Dr Dominic Selwood is a historian and author. His most recent book, Anatomy of a Nation: A History of British Identity in 50 Documents (Constable 2021) comes out in paperback in June 2023, and includes Isaac Newton’s English translation of the Emerald Tablet as one of the 50 documents.

Note on Transcription/Translation

There are two published transcriptions (one with a translation) of the Latin text of the Emerald Tablet in Arundel MS 164 (see below). However, each contains material errors. The text of the manuscript reads as follows, and the English translation given above reflects this more accurate wording.

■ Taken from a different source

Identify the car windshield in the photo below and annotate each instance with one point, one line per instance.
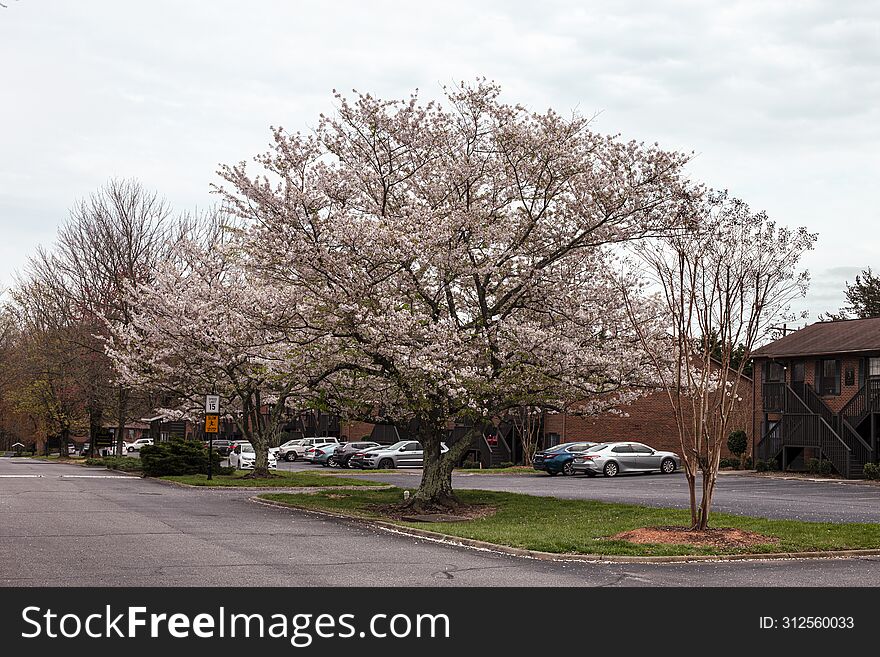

“uerum sine mendacio certum certissimum ● quod est superius est sicut quod est inferius et quod est inferius est sicut quod est superius ● ad perpetranda miracula rei unius sicut res omnes ab uno fuerunt meditatione unius sicut et fuerunt res omnes nate ab hac re una aptatione ⸝ pater eius sol ⸝ mater eius luna ⸝ portauit illud uentus in uentre suo ⸝ Nutrix eius terra est ⸝ pater omnis thelesmi mundi tocius hoc est ⸝ uis eius integra est ⸝ Si uersa fuerit in terram separabit terram ab igne ⸝ subtile ⸝ a spisso ⸝ suauiter cum magno ingenio ⸝ ascendit a terra in celum ⸝ iterumque descendit in terram ⸝ et recipit uim superiorum atque inferiorum ⸝ sicque habebit gloriam tocius mundi ⸝ Ideoque fugiet a te omnis obscuritas ⸝ hec fortitudinis fortitudo fortis ⸝ quia uincet omnem [rem] subtilem ⸝ omnem rem solidam penetrabit ⸝ sicut hic [mundus] creatus est ⸝ hinc erunt adaptationes mirabiles quarum modus hic est Itaque uocatus sum hermes ⸝ tres tocius mundi habens partes sapientie ⸝ completum est quod diximus ⸝ de opere solis.”

The two published versions are: (1) R Steele and D Singer, “The Emerald Table”, Proceedings of the Royal Society of Medicine 21, 1928, pp. 485–501, and (2) J-M Mandosio, “La Tabula smaragdina e i suoi commentari medievali”, in Hermetism from Late Antiquity to Humanism. La Tradizione ermetica dal mondo tardo-antico all’umanesimo. Atti del Convegno internazionale di studi, Napoli, 20–24 novembre 2001, Tumhout, Brepols, 2003, pp. 681–96.